Handle Results

After Datature Vi returns inference results, you access the data through the response object's fields. The structure differs by task type: VQA responses contain a text answer, phrase grounding responses contain a caption plus bounding boxes.

Before You Start

Learn how to run inference →

Accessing results

Basic result access

Non-streaming inference returns a (result, error) tuple. Check error is None before accessing any fields.

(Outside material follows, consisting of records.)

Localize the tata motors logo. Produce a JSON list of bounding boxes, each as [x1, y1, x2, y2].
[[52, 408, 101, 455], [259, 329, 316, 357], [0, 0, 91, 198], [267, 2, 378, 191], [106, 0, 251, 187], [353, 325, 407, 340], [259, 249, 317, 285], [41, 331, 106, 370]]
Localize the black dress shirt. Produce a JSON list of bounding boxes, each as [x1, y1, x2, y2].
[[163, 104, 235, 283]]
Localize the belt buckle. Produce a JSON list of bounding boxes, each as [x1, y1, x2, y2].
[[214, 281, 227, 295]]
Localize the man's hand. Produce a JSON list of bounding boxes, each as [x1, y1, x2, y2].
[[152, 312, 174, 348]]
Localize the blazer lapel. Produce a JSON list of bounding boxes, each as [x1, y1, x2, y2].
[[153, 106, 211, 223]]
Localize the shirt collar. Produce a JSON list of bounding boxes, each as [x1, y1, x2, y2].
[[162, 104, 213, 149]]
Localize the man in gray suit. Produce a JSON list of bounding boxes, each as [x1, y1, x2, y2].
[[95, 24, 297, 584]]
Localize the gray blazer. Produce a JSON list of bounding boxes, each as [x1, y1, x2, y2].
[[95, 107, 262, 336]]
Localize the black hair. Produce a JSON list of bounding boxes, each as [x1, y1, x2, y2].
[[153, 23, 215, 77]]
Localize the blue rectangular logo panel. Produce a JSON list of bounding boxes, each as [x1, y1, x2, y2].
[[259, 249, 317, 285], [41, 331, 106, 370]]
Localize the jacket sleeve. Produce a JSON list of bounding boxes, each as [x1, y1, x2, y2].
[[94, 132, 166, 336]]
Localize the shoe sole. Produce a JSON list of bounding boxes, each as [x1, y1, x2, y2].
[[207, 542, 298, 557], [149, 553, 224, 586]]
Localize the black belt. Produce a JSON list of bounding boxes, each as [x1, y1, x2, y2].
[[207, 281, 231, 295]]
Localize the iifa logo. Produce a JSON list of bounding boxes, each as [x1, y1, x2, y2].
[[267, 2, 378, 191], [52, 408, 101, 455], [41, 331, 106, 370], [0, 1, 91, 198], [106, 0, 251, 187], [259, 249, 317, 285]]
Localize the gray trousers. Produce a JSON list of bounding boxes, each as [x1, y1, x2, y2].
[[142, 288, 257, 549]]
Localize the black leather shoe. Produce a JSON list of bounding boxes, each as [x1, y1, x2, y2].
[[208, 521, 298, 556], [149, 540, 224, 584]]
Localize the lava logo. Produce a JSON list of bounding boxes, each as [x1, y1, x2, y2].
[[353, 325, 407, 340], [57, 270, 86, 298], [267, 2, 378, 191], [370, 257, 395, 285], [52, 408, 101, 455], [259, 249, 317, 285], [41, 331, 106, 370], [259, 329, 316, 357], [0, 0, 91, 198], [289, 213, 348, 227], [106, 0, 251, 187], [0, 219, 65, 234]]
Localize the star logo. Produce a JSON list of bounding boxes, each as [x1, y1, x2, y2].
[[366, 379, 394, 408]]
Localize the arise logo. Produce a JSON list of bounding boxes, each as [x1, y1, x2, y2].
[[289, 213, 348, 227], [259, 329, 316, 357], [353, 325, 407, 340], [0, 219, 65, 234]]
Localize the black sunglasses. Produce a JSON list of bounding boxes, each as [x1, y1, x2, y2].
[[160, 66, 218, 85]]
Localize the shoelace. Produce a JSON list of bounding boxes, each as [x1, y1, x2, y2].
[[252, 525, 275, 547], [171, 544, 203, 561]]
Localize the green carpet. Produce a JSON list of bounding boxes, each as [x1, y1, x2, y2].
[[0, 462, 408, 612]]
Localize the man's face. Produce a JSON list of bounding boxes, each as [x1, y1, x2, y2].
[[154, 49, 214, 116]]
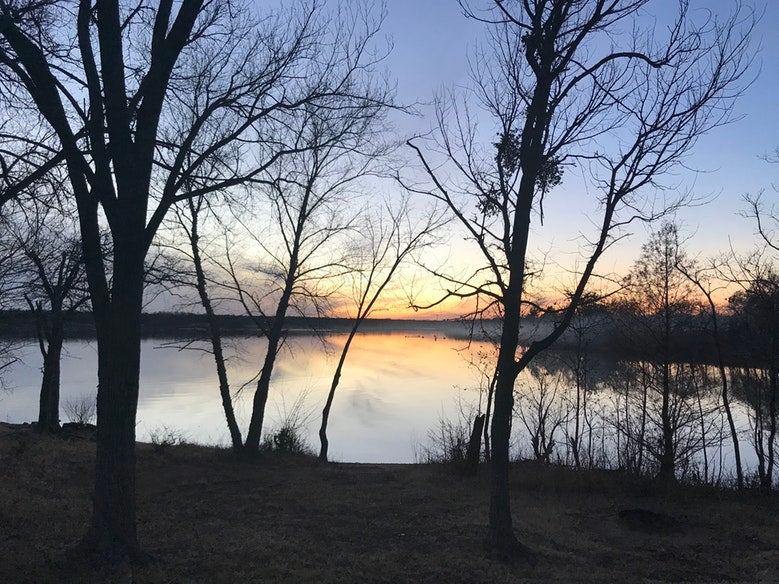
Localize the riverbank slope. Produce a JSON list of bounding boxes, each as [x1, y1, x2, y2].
[[0, 424, 779, 583]]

from vi.inference import ViModel
from vi.inference.task_types.vqa import VQAResponse
from vi.inference.task_types.phrase_grounding import PhraseGroundingResponse

model = ViModel(run_id="your-run-id")

result, error = model(
    source="image.jpg",
    user_prompt="Describe this image"
)

if error is None:
    if isinstance(result, VQAResponse):
        print(f"Answer: {result.result.answer}")
    elif isinstance(result, PhraseGroundingResponse):
        print(f"Caption: {result.result.sentence}")
else:
    print(f"Error: {error}")

See complete schema reference →

Safe field access for mixed response types

When your code processes results from different task types, use a helper function to extract the text regardless of response type:

from vi.inference.task_types.vqa import VQAResponse
from vi.inference.task_types.phrase_grounding import PhraseGroundingResponse

def get_text(result):
    if isinstance(result, VQAResponse):
        return result.result.answer
    elif isinstance(result, PhraseGroundingResponse):
        return result.result.sentence
    return result.result  # GenericResponse fallback

result, error = model(source="image.jpg")
if error is None:
    print(get_text(result))

Working with captions

VQA answers

VQA responses expose the answer text at result.result.answer:

from vi.inference.task_types.vqa import VQAResponse

result, error = model(
    source="image.jpg",
    user_prompt="What's in this image?"
)

if error is None and isinstance(result, VQAResponse):
    text = result.result.answer
    print(f"Answer: {text}")

Phrase grounding captions

Phrase grounding responses expose the sentence at result.result.sentence:

from vi.inference.task_types.phrase_grounding import PhraseGroundingResponse

result, error = model(source="image.jpg")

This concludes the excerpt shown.